Autor Carolina Balbi
Água-viva
Tradução de Paulo Aureliano da Mata
Revisão de Tales Frey
“Ensinar a alma a viver sua vida, não a salvá-la… converter-se em filho de seus próprios acontecimentos… Ser digno do que se sucede… Extrair de um acontecimento, por menor que seja, algo alegre, amoroso, um fulgor, um encontro, uma velocidade, um devir, justamente o contrário de se fazer um drama ou uma história… Atravessar o horizonte, entrar em outra vida… compreender que os que haviam sobrevivido eram os que haviam realizado uma verdadeira ruptura… a experimentação, por si só, é a nossa única identidade, a única possibilidade para todas as combinações que nos habitam… há que se perder a própria identidade, o rosto… ser capaz de amar sem recordação e sem interpretar… experimentação-vida… experimentar, jamais interpretar… desaparecer, devir desconhecido…”
Gilles Deleuze
A luz interior
Não quero que sofras minha paixão
nem por uma só noite.
Em um espaço enorme.
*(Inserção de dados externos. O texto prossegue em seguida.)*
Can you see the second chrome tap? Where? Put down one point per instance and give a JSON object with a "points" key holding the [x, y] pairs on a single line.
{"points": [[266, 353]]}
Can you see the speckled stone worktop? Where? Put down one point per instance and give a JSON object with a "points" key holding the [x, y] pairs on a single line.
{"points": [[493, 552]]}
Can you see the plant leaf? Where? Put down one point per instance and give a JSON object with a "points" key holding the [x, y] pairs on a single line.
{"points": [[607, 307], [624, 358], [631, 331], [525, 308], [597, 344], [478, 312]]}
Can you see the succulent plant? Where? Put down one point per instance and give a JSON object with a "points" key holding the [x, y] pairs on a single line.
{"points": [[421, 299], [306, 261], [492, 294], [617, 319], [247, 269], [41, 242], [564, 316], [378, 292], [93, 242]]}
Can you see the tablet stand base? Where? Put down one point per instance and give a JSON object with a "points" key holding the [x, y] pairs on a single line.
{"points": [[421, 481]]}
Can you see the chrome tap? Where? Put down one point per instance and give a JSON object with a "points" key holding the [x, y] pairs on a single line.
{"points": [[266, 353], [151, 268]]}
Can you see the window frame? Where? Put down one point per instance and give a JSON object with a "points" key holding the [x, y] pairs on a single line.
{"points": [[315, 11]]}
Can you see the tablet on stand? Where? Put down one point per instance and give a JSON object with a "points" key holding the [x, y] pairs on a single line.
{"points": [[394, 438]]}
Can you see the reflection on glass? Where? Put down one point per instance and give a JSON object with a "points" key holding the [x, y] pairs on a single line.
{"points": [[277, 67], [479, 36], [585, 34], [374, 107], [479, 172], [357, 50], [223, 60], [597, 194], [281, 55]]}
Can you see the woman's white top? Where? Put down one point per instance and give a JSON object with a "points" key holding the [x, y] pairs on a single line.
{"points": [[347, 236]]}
Uma adolescente. Passos de meninas no apartamento. Não há azulejos nas paredes; são somente paredes. Prateleiras com mercadorias. Em um canto, o banheiro, com privada e uma corrente de descarga. No extremo do fundo há um chuveiro. Acoplado ao cano do chuveiro, um aparelho, com resistência, ligado a uma tomada. É um aquecedor de água elétrico. Do teto pende uma lâmpada. Seu cabo se perde nas alturas por uma fenda da porta que dá ao pátio. Debaixo do chuveiro, há uma bacia laranja, cheia de água com sabão. Há uma pia gigante, com um pé voluptuoso que assenta sobre o piso em forma de garra. A única torneira é de bronze e goteja. Do chuveiro, também caem gotas, que vão transbordando da bacia e formam um fio de água que escorre lentamente para um grande ralo que há no centro do espaço.